ADL Approves Resolution Condemning Russia's Anti-Gay Laws

EDGE READ TIME: 2 MIN.

On the eve of the opening ceremony of the 2014 Winter Olympic Games in Sochi, Russia, the Anti-Defamation League's (ADL) National Executive Committee passed a resolution Friday condemning "in the strongest terms" Russia's oppressive law against lesbian, gay, bisexual, and transgender individuals. The resolution was unanimously approved.

Signed into law in June 2013 by President Vladimir Putin, the law criminalizes advocacy for equal rights for LGBT individuals, gay-pride parades, and any distribution of information about the gay and lesbian community to minors -- branding it "propaganda of nontraditional sexual relations."

"There have been numerous cases reported of LGBT hate crimes and skinhead violence in Russia, to which the police often fail to respond. This practice is abhorrent and begets a culture steeped in discrimination and bigotry that is extremely vicious in nature," said Barry Curtiss-Lusher, ADL National Chair and Abraham H. Foxman, ADL National Director. "Russia's oppression of the LGBT community reminds us of the persecution of the Jewish community under the former Soviet Union. In the spirit of that movement, we must act again."

The resolution, approved during the League's annual National Executive Committee Meeting in Palm Beach, Florida, resolved to "condemn in the strongest terms" the Russian law, and other laws stigmatizing and criminalizing LGBT people.
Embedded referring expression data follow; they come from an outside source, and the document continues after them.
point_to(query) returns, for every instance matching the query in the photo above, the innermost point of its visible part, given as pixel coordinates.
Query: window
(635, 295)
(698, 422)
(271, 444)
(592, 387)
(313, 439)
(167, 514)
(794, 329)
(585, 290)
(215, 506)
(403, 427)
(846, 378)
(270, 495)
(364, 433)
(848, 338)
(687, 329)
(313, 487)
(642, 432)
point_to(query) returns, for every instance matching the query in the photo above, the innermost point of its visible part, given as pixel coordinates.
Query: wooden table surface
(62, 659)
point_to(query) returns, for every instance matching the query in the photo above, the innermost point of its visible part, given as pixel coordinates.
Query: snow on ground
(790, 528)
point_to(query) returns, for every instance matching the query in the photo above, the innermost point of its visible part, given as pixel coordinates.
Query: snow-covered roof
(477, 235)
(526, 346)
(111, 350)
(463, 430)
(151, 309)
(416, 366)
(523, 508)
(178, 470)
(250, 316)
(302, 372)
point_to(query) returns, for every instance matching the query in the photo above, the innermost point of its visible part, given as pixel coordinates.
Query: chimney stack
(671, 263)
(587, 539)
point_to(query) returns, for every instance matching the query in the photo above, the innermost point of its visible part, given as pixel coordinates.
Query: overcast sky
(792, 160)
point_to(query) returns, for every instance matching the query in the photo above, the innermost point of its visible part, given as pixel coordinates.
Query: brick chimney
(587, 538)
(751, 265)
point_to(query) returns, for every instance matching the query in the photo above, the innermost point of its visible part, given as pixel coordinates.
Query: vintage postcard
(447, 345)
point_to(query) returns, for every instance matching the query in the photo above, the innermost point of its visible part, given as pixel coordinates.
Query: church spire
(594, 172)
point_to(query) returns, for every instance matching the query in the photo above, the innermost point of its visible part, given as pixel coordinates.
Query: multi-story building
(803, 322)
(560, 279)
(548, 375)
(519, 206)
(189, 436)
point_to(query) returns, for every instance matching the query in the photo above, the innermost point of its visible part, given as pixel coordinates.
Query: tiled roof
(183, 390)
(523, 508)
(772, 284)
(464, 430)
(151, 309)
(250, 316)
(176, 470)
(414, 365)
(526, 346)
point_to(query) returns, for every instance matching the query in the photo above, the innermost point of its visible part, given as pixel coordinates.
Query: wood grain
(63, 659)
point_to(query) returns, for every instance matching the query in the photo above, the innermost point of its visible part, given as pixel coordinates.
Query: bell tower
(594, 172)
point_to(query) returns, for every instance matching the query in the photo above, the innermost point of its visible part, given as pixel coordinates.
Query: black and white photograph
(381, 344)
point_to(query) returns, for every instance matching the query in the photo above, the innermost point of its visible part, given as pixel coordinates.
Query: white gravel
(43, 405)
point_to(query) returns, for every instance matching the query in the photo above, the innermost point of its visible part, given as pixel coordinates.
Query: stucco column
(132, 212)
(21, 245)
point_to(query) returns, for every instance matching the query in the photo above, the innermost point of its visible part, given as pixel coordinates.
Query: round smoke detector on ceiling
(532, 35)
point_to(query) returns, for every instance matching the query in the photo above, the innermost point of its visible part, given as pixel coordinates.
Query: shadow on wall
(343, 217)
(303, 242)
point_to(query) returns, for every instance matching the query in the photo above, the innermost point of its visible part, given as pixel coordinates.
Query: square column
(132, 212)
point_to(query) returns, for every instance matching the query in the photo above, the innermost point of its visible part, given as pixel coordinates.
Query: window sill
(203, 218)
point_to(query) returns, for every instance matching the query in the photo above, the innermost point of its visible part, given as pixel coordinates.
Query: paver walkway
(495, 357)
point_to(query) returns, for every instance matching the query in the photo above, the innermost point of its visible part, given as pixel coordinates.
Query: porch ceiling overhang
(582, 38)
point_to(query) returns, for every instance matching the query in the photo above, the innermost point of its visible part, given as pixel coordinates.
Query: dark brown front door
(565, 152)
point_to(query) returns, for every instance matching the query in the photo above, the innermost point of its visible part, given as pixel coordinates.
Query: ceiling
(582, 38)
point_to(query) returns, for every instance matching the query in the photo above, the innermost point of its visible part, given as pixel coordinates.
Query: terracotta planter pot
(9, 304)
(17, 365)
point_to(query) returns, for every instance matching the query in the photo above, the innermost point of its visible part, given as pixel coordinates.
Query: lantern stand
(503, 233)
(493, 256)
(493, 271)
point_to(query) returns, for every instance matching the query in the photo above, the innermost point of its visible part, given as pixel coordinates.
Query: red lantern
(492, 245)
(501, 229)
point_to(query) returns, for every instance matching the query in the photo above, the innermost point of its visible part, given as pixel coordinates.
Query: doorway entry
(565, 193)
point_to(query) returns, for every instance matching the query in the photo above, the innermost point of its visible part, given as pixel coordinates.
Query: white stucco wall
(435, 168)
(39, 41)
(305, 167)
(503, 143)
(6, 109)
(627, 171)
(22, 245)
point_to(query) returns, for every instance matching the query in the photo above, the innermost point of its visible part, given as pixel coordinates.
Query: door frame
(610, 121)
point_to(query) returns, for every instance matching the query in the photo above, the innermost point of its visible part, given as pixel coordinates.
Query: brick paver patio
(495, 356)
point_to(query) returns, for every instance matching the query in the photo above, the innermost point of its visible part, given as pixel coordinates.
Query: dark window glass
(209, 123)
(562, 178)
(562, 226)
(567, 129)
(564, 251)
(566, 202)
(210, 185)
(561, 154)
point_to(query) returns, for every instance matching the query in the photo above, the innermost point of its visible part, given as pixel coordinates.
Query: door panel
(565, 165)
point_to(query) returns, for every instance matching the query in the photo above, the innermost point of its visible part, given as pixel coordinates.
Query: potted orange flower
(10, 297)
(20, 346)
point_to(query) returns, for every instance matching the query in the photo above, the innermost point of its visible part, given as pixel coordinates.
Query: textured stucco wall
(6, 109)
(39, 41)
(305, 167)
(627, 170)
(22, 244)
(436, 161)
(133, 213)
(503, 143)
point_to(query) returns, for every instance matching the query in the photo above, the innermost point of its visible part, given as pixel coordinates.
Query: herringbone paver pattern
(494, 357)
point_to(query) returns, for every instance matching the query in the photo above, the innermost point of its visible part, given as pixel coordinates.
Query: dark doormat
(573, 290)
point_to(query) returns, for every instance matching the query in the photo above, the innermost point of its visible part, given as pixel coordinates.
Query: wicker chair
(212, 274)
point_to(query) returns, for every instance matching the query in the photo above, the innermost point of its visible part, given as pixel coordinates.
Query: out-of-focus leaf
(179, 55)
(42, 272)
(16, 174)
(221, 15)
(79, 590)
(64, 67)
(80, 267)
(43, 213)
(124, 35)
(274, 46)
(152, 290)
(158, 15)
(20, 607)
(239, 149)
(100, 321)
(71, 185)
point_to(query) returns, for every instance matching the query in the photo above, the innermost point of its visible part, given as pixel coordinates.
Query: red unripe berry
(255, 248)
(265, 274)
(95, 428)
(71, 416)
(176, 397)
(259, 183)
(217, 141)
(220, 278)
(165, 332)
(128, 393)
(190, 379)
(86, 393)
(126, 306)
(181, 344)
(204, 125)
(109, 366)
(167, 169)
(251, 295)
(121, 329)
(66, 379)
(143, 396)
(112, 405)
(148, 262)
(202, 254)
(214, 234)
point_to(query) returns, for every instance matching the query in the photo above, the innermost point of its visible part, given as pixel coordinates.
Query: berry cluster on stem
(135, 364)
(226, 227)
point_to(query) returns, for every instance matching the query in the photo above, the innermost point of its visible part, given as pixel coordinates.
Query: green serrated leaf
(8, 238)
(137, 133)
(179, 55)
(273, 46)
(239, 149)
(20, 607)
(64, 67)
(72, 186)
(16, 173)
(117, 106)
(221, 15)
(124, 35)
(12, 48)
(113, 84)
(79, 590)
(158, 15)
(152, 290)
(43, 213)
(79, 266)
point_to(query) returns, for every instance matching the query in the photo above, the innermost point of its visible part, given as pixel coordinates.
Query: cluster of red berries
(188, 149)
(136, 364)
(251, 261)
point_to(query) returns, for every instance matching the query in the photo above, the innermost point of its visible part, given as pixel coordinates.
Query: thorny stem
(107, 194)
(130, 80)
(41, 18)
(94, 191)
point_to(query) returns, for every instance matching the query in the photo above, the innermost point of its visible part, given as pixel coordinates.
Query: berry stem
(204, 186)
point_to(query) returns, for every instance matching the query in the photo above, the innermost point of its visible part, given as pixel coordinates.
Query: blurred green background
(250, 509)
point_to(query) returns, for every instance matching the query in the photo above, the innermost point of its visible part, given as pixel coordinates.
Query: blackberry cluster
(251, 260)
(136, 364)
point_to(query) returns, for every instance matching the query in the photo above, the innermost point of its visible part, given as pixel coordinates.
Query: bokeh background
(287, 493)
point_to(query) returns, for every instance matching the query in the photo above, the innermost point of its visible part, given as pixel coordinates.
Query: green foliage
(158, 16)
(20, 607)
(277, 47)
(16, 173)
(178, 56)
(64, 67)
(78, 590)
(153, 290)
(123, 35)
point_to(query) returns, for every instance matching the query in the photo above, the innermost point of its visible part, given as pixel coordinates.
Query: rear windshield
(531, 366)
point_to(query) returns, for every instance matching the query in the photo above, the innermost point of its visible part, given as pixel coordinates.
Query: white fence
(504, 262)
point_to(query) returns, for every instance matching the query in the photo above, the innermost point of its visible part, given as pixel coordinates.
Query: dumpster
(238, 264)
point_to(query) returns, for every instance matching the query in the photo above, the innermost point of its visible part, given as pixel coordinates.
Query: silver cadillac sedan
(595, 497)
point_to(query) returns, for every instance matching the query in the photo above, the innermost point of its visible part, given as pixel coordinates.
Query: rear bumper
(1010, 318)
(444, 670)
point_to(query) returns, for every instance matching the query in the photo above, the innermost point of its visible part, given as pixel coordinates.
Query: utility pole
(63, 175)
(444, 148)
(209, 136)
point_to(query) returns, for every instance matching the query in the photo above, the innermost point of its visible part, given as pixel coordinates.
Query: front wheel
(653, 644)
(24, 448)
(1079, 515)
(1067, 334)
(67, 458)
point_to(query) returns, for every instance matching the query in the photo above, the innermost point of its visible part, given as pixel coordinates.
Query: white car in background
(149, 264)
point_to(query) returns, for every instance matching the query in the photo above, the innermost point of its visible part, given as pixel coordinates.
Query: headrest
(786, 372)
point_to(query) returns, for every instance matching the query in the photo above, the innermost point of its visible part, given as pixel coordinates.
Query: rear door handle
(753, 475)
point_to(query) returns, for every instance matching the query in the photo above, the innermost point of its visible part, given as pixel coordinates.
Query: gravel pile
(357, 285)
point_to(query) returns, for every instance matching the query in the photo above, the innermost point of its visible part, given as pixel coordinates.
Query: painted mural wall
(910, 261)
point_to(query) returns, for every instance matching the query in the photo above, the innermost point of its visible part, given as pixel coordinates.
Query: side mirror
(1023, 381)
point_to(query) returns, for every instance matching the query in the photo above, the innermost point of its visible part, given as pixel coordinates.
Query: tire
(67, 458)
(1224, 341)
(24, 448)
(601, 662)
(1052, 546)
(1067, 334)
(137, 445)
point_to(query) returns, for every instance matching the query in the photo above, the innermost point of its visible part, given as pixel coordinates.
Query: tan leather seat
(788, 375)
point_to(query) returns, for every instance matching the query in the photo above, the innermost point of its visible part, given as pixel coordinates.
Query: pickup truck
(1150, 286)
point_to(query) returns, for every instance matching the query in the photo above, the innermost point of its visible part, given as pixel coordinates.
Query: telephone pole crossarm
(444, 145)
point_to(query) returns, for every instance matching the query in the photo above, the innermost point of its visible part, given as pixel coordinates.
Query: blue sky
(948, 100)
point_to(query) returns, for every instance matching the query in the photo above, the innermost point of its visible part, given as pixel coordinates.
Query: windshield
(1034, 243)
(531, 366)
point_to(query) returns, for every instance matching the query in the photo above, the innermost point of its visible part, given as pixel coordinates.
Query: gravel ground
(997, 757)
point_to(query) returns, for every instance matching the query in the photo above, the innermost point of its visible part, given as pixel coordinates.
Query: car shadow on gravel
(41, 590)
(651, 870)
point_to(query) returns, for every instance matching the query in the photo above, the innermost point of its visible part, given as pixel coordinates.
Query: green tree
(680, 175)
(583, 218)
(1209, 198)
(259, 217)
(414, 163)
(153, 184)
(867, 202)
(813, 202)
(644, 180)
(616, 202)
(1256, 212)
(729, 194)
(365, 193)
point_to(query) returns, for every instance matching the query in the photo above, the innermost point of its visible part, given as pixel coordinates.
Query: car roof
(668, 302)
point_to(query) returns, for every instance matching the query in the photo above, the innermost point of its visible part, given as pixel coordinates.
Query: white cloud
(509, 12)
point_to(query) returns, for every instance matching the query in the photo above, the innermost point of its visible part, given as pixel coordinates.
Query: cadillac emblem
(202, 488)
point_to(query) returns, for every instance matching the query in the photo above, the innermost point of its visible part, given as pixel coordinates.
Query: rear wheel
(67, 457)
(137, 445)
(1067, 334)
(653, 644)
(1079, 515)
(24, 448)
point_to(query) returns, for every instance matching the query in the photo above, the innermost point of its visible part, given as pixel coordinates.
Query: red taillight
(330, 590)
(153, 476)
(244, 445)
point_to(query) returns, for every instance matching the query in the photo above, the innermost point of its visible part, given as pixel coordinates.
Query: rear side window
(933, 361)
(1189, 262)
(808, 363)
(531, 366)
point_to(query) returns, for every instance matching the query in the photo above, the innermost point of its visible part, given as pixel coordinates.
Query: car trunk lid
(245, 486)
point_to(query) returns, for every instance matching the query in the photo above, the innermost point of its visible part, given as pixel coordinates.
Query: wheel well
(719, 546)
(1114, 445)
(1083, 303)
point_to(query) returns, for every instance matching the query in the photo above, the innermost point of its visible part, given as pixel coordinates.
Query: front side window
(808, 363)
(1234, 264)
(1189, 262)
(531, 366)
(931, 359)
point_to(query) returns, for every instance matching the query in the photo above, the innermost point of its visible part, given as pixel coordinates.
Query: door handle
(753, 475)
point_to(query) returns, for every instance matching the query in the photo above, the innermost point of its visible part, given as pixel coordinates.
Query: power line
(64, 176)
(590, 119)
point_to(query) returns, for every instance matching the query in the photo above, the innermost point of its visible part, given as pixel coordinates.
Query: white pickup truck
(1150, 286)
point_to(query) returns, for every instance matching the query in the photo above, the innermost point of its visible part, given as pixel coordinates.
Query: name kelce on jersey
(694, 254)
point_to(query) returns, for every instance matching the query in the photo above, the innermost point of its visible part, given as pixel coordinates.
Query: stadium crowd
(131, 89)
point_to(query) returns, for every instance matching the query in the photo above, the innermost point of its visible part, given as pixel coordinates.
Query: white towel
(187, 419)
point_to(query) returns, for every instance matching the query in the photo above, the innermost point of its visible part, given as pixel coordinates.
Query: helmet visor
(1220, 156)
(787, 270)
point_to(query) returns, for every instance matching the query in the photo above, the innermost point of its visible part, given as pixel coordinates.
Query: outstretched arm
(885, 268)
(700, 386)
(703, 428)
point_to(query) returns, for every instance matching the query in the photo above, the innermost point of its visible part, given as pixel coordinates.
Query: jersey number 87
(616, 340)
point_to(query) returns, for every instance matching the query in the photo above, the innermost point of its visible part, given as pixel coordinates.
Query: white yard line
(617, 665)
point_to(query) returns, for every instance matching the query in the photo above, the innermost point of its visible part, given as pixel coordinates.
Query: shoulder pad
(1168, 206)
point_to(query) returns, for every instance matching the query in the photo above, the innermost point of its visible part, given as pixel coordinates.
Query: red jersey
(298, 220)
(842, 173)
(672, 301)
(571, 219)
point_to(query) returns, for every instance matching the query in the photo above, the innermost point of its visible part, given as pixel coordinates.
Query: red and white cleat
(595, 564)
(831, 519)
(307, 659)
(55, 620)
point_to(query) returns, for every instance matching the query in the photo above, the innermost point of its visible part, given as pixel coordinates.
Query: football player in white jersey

The National Executive Committee is the League's highest policymaking body.

The resolution indicated ADL would "draw on the Soviet Jewry advocacy experience as an inspiration to support efforts to push back against Russia's bigoted law and others like it," while calling on governments, civil society, and corporate sponsors to raise awareness of this injustice and demonstrate support for Russia's LGBT community and other targeted minorities across Russia.

The Anti-Defamation League, founded in 1913, is the world's leading organization fighting anti-Semitism through programs and services that counteract hatred, prejudice and bigotry.